Take good old PIII wided the execution width (port 5, AGU with Sandy Bridge, Macro Op Fusion, etc.) and reduced instruction latencies. Paired with SMT, Prefetch and fast caches. So yes not revolutionary but extremly successful in any regard.
AMD is the again the first who did the near impossible - a wide x86 decoder. Fantastic! But they split this power in two halves. What a waste!
Intel is very decoder limited so this could have become a major advantage. Intel is struggling and added a loop trace cache in Sandy Bridge to compensate for these limitations. AMD comes out with a full solution but just wastes it!
As I said. Bulldozer will bring a great decoder, a good FPU, finally also prefetchers and long L/S queues. But all these great things are completly annihilated by (integer) CMT and the high frequency design. If they remove those two points which just break Bulldozer (again slower than predecessor per die size) then everything could be really fine.

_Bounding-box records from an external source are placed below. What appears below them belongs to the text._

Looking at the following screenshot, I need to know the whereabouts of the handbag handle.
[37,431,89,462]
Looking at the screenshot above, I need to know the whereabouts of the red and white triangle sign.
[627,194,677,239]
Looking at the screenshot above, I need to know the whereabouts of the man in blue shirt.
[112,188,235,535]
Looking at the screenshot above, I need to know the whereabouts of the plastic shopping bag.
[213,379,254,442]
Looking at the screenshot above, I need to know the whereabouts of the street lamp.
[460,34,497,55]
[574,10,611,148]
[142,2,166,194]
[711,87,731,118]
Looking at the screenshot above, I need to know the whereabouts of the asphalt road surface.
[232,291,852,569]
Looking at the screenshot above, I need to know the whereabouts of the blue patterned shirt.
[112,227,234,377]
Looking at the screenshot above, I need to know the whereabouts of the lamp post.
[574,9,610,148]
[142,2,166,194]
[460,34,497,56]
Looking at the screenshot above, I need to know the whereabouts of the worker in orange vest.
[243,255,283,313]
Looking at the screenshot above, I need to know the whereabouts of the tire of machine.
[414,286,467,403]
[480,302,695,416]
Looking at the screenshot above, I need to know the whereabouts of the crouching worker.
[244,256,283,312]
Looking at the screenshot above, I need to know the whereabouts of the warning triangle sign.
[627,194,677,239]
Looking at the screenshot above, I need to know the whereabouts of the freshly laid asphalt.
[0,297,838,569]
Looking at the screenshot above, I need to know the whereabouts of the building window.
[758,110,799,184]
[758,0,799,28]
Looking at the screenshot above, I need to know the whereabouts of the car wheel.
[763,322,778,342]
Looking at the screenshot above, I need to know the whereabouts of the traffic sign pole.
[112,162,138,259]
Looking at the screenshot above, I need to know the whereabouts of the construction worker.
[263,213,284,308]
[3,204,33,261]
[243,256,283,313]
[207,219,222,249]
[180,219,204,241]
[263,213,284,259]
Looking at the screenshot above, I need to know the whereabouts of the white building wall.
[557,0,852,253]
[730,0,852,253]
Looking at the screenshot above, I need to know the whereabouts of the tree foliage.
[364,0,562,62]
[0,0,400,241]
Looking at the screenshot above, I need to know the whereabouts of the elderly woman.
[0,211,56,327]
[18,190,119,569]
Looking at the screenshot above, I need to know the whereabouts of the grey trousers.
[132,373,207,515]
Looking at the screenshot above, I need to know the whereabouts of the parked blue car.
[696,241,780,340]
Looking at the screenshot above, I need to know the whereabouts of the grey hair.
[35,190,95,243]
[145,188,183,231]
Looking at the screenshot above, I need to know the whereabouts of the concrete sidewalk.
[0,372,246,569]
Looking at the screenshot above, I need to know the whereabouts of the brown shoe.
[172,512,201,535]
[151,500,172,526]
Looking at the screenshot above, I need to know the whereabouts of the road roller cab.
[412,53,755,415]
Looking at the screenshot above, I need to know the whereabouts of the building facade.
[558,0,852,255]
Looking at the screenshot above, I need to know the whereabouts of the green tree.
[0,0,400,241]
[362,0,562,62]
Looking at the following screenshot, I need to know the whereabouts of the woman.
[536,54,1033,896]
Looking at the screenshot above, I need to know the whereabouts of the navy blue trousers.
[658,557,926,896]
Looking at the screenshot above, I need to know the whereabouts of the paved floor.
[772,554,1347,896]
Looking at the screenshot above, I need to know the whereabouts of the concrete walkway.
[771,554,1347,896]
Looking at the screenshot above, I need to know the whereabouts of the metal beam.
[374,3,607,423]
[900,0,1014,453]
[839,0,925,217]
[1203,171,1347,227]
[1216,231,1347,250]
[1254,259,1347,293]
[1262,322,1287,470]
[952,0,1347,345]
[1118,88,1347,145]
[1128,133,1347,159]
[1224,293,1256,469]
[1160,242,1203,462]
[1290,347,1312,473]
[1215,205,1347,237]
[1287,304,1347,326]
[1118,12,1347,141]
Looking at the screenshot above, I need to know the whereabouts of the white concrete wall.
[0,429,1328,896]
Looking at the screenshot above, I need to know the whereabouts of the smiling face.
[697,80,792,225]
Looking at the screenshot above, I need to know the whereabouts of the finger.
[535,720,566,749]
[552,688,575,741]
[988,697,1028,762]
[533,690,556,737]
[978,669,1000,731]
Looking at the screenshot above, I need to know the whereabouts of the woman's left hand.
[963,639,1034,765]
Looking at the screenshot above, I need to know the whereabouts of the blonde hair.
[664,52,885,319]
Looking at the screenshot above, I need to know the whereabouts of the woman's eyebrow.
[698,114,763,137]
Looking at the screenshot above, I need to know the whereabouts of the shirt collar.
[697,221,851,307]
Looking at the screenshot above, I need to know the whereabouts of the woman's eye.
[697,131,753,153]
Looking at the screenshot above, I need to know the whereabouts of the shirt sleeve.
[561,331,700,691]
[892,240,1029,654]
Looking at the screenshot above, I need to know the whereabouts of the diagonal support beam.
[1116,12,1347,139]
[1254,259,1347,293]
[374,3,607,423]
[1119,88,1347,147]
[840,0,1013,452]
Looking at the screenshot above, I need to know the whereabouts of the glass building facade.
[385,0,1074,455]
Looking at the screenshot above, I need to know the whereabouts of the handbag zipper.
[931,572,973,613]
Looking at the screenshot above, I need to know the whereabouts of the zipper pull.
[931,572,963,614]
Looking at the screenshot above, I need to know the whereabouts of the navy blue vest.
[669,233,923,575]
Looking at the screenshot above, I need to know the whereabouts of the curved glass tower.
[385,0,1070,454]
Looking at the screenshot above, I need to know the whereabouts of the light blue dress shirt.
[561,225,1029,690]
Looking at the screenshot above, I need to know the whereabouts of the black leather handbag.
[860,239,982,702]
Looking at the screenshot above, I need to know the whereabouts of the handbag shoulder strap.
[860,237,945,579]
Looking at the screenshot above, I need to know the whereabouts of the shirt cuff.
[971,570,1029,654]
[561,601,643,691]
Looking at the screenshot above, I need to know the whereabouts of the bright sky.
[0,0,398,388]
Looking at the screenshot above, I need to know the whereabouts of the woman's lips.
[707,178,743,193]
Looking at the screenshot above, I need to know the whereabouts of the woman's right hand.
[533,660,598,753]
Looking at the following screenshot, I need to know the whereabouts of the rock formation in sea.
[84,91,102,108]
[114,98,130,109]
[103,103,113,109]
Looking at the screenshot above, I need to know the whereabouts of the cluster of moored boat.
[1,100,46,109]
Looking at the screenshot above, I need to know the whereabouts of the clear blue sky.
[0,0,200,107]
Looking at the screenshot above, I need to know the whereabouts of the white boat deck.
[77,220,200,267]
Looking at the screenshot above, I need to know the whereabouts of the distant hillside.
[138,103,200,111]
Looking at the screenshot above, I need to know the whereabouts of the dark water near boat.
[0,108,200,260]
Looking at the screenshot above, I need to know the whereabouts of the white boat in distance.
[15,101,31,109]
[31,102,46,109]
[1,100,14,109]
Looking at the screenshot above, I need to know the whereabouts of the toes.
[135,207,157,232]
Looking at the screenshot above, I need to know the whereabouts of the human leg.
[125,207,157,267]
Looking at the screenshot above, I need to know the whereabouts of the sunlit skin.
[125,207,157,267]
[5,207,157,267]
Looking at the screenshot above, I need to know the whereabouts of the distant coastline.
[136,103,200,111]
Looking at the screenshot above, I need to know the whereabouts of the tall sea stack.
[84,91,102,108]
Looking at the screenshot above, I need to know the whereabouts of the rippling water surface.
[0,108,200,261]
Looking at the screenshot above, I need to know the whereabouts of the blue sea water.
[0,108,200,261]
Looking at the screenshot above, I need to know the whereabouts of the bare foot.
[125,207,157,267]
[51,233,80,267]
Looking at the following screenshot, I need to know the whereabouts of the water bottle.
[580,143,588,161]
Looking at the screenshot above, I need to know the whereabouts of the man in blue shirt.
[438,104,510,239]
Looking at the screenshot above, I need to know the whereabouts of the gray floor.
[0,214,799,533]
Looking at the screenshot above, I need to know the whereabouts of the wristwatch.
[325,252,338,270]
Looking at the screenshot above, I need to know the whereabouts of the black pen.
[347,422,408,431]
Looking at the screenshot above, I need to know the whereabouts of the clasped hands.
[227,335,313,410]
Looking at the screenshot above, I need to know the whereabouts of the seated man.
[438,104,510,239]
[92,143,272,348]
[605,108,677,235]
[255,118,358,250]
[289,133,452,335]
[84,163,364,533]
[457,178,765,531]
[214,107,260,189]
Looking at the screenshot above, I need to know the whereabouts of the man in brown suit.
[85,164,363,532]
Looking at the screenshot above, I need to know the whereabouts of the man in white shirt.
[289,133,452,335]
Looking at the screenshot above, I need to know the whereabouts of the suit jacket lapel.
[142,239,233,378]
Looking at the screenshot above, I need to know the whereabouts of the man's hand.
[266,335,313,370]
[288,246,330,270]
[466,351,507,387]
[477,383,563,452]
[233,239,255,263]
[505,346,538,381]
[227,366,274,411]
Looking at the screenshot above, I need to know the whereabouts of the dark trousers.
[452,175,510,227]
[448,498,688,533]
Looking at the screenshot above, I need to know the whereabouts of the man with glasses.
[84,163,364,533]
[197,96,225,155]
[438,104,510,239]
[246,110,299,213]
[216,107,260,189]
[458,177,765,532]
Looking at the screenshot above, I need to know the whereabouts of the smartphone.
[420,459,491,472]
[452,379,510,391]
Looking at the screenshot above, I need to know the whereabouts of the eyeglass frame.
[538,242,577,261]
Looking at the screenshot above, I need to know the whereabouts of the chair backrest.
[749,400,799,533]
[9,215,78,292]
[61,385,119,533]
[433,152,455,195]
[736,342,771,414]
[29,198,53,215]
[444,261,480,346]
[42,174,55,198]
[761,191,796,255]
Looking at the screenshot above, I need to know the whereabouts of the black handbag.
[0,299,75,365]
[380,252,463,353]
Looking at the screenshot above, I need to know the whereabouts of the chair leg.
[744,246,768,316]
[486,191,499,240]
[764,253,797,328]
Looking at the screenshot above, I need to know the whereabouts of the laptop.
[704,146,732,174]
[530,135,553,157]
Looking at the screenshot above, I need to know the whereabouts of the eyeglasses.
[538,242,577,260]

If those are fixed AMD could become roughly on par with Intel regarding overall performance, performance per die size, performance per Watt. But with the first BD incarnation they will even lack more behind as they do now. This is only covered by the 32 nm transition and the ability to issue 8 cores.
And to come back again:
So basically your id to improve BD is remove the shared decoders, widen the exeuction resources and use SMT to use those addes resources? So BD should become like SB and the traditional core design? How revolutionary -_-
Issuing a P4-like design is also not revolutionary. CMT is okay. But CMT is just stupid on x86 as x86 is so much decoder limited. CMT on FPU is clever because many applications don't use FPU and FPU costs really a lot of die space. But on integer? Double cores but then half the core it self? What is the logic inside? Yes there is a gain but you could achieve that with SMT as well at almost no cost.